In the book, Hofstadter explores many wonderful and fantastical concepts, including conversations that are held with a sentient ant colony. The ants aren’t sentient, but the way they move and interact with each other reveals an overarching organization, and even intelligence. Here’s an excerpt (Aunt Hillary is the name of the ant colony). It’s long (as is the book), but if it grabs your imagination, give the book a try! Thanks!

Anteater: Silly fellow! That's not the way it happens. Ant colonies don't converse out loud, but in writing. You know how ants form trails leading them hither and thither?

Achilles: Oh, yes-usually straight through the kitchen sink and into my peach jam.

Anteater: Actually, some trails contain information in coded form. If you know the system, you can read what they're saying just like a book. 

Achilles: Remarkable. And can you communicate back to them? 

Anteater: Without any trouble at all. That's how Aunt Hillary and I have conversations for hours. I take a stick and draw trails in the moist ground, and watch the ants follow my trails. Presently, a new trail starts getting formed somewhere. I greatly enjoy watching trails develop. As they are forming, I anticipate how they will continue (and more often I am wrong than right). When the trail is completed, I know what Aunt Hillary is thinking, and I in turn make my reply.

Achilles: There must be some amazingly smart ants in that colony, I'll say that.

Anteater: I think you are still having some difficulty realizing the difference in levels here. Just as you would never confuse an individual tree with a forest, so here you must not take an ant for the colony. You see, all the ants in Aunt Hillary are as dumb as can be. They couldn't converse to save their little thoraxes!

Achilles: Well then, where does the ability to converse come from? It must reside somewhere inside the colony! I don't understand how the ants can all be unintelligent, if Aunt Hillary can entertain you for hours with witty banter.

Tortoise: It seems to me that the situation is not unlike the composition of a human brain out of neurons. Certainly no one would insist that individual brain cells have to be intelligent beings on their own, in order to explain the fact that a person can have an intelligent conversation.

– Dorn
6/26/19

Bitlife

Everytime I spend time with my grandkids I learn something about popular culture. Apparently the latest craze is a text only game called Bitlife. Bitlife is everything you do in real life (IRL) but it is compressed into about half an hour!

“I’m walking my dog”, says Julia. I already walked my dog this morning IRL, I’m thinking.

“I have six grandchildren,” she says.
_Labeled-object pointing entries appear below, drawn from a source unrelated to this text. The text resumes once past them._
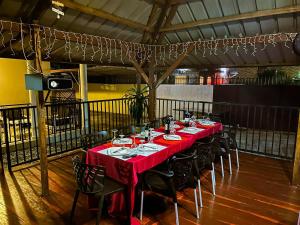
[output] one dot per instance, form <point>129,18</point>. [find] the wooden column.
<point>152,94</point>
<point>32,97</point>
<point>84,96</point>
<point>41,118</point>
<point>296,169</point>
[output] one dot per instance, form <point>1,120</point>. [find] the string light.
<point>2,36</point>
<point>107,47</point>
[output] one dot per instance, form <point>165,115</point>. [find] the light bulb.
<point>53,84</point>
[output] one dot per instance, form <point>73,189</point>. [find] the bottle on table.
<point>167,125</point>
<point>187,116</point>
<point>147,133</point>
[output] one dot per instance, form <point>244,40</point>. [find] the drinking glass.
<point>121,137</point>
<point>134,145</point>
<point>151,137</point>
<point>114,136</point>
<point>141,146</point>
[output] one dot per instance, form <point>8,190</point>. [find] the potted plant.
<point>137,102</point>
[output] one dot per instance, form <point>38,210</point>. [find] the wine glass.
<point>122,141</point>
<point>134,145</point>
<point>114,135</point>
<point>141,146</point>
<point>151,137</point>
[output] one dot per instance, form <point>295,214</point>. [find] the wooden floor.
<point>259,194</point>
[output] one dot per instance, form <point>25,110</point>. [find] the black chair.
<point>206,153</point>
<point>91,181</point>
<point>227,140</point>
<point>175,175</point>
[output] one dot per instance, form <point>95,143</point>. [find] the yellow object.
<point>12,81</point>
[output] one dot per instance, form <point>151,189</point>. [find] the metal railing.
<point>266,130</point>
<point>66,123</point>
<point>234,80</point>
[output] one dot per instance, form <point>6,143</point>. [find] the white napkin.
<point>118,152</point>
<point>123,141</point>
<point>191,130</point>
<point>149,149</point>
<point>156,133</point>
<point>172,137</point>
<point>206,122</point>
<point>153,133</point>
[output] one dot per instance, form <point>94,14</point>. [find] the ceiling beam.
<point>174,65</point>
<point>150,21</point>
<point>105,15</point>
<point>159,23</point>
<point>168,21</point>
<point>232,18</point>
<point>171,2</point>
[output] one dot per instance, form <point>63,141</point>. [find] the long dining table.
<point>127,171</point>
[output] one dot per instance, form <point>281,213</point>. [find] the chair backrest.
<point>90,140</point>
<point>183,170</point>
<point>89,178</point>
<point>206,153</point>
<point>14,114</point>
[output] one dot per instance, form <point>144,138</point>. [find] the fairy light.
<point>11,39</point>
<point>107,47</point>
<point>2,37</point>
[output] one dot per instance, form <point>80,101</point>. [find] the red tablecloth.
<point>126,171</point>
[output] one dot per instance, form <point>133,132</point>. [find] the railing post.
<point>296,168</point>
<point>6,140</point>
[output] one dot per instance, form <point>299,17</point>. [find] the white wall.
<point>199,93</point>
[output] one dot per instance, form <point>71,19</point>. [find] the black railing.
<point>267,130</point>
<point>234,80</point>
<point>66,123</point>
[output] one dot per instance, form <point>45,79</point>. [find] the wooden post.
<point>152,94</point>
<point>296,169</point>
<point>41,118</point>
<point>84,97</point>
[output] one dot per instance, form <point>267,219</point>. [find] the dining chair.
<point>223,151</point>
<point>175,175</point>
<point>206,152</point>
<point>91,181</point>
<point>228,141</point>
<point>193,152</point>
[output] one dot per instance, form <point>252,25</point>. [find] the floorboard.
<point>259,193</point>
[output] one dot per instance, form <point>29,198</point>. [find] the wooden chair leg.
<point>74,205</point>
<point>196,203</point>
<point>237,158</point>
<point>222,165</point>
<point>229,161</point>
<point>141,208</point>
<point>200,193</point>
<point>100,206</point>
<point>176,213</point>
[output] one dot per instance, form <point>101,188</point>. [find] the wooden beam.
<point>159,23</point>
<point>296,169</point>
<point>174,65</point>
<point>168,21</point>
<point>140,70</point>
<point>64,70</point>
<point>41,119</point>
<point>104,15</point>
<point>150,21</point>
<point>238,17</point>
<point>171,2</point>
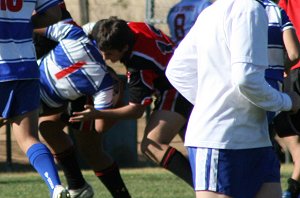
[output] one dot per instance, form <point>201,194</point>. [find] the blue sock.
<point>42,160</point>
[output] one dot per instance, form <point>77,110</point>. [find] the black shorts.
<point>285,123</point>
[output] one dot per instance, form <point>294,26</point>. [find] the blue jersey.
<point>278,23</point>
<point>182,17</point>
<point>73,68</point>
<point>18,61</point>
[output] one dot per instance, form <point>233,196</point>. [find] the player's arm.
<point>292,47</point>
<point>47,17</point>
<point>130,111</point>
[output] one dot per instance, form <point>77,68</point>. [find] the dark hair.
<point>112,33</point>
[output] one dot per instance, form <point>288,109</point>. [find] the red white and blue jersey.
<point>182,17</point>
<point>146,63</point>
<point>278,23</point>
<point>18,61</point>
<point>74,68</point>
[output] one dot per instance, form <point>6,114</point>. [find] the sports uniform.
<point>227,49</point>
<point>71,73</point>
<point>73,69</point>
<point>146,70</point>
<point>145,52</point>
<point>19,85</point>
<point>183,15</point>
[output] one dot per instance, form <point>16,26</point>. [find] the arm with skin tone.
<point>130,111</point>
<point>292,47</point>
<point>50,16</point>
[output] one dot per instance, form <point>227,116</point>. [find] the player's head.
<point>113,37</point>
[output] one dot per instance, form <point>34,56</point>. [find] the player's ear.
<point>125,48</point>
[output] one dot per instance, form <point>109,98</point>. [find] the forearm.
<point>125,112</point>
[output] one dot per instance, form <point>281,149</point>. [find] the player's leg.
<point>162,127</point>
<point>293,145</point>
<point>23,96</point>
<point>288,129</point>
<point>225,173</point>
<point>90,144</point>
<point>52,130</point>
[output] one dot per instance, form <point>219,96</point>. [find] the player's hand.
<point>3,121</point>
<point>88,114</point>
<point>295,101</point>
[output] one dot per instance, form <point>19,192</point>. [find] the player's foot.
<point>60,192</point>
<point>85,192</point>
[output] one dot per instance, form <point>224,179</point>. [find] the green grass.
<point>141,182</point>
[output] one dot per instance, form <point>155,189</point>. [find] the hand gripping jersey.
<point>182,17</point>
<point>278,23</point>
<point>146,63</point>
<point>74,68</point>
<point>17,52</point>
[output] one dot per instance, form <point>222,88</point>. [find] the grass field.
<point>141,182</point>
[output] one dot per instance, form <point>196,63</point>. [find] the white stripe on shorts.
<point>206,164</point>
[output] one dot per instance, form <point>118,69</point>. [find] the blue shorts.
<point>19,97</point>
<point>235,173</point>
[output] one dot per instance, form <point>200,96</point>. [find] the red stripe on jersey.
<point>69,70</point>
<point>169,99</point>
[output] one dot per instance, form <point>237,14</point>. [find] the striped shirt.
<point>18,61</point>
<point>73,68</point>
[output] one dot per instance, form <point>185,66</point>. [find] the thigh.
<point>163,126</point>
<point>19,97</point>
<point>234,173</point>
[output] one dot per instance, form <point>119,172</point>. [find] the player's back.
<point>74,67</point>
<point>278,23</point>
<point>151,44</point>
<point>17,50</point>
<point>182,17</point>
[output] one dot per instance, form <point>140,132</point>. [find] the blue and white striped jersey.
<point>182,16</point>
<point>74,68</point>
<point>278,23</point>
<point>17,54</point>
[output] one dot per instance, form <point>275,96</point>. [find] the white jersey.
<point>182,17</point>
<point>74,68</point>
<point>18,61</point>
<point>278,23</point>
<point>219,67</point>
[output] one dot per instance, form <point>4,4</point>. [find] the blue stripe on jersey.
<point>82,83</point>
<point>45,6</point>
<point>11,71</point>
<point>47,86</point>
<point>208,164</point>
<point>261,3</point>
<point>96,55</point>
<point>16,31</point>
<point>275,36</point>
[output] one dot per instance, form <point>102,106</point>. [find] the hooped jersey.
<point>278,23</point>
<point>74,68</point>
<point>18,61</point>
<point>146,63</point>
<point>182,17</point>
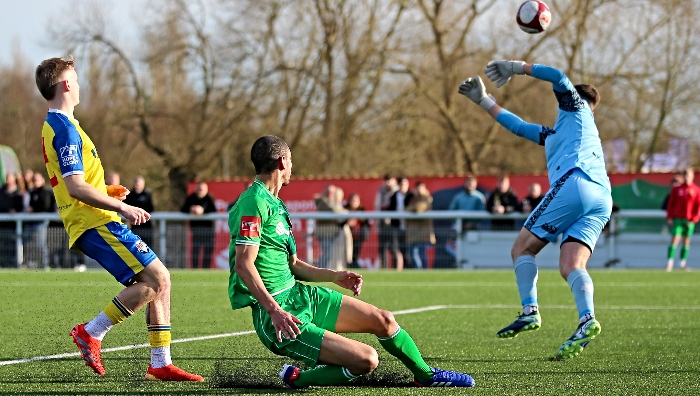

Hmmmm, IRL I only have five.

“Do you talk about your lives with your friends”, I ask.

“My friend had to kill her father because he was a pedaphile”, says Julia.

Yikes!

They are begging me to play but as a person of the third age I feel like it’s just IRL. Most of it seems to be ‘been there, done that’ territory (except for the pedaphile father!), but they find it fun. When they scream out that they are getting a car, I say, “I have a car”.  At first I thought that there was some altruism build into the game because I heard things like “I’m helping my grandson pay for college”, but then I hear Willow talk about having a life of crime next time she played so I’m not sure.

“I’m 104!!!”

Maybe there is something to it. Willow insists that I help her play out her life of crime next round so I will ‘improve our relationship’, as Bitlife calls it, by joining in. I hope nobody gets hurt!!!